🤖 AI Summary
This study investigates how two large language model agents spontaneously develop a shared language to achieve effective coordination in a Lewis signaling game relying solely on interaction history. By comparing five memory architectures—including memoryless variants and those equipped with external note-taking mechanisms—across varying communication channel capacities, the work demonstrates that memory mechanisms exert a far greater influence on language emergence and coordination stability than channel capacity itself. Notably, an architecture incorporating a persistent private notebook effectively prevents coordination collapse at high channel capacities, achieving a coordination success rate of 0.867 ± 0.023 when the channel capacity is 25, substantially outperforming the memoryless baseline. These findings underscore structured memory as a critical enabler of stable linguistic conventions.
📝 Abstract
How do two agents invent a shared language from scratch? In a Lewis signaling game, a sender and receiver must coordinate on a code using only their interaction history. We study five memory architectures across varying channel configurations with LLM agents and find that memory architecture matters more than channel capacity.

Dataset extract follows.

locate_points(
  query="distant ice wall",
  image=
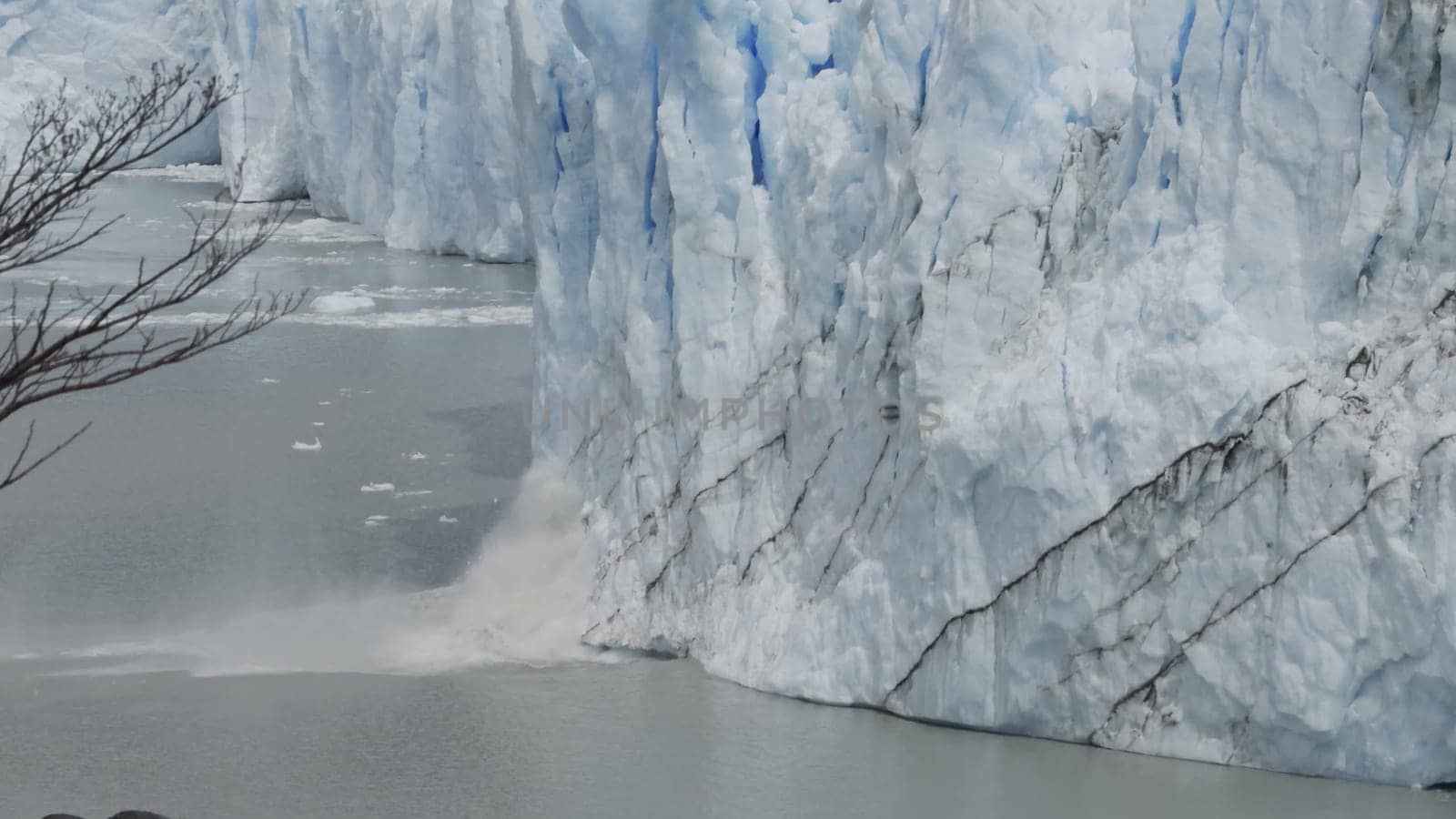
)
(96, 44)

Agents with a persistent private notebook benefit from surplus channel capacity and avoid the high-capacity collapse seen in stateless agents, achieving the most reliable coordination ($0.867 \pm 0.023$ at capacity = 25). Stateless agents peak at moderate capacity and then degrade as the vocabulary grows beyond what a rolling context window can track The notebook externalizes learned conventions, freeing agents from having to re-derive codes each round. An information bottleneck-inspired argument predicts an optimal capacity equal to the number of objects. Instead, the bottleneck (capacity = 8) proves to be a fragility point, and surplus capacity is generally better. We show that channel capacity alone cannot predict coordination; memory architecture determines whether agents turn interaction history into stable conventions, and both dimensions are needed to understand how signals become language.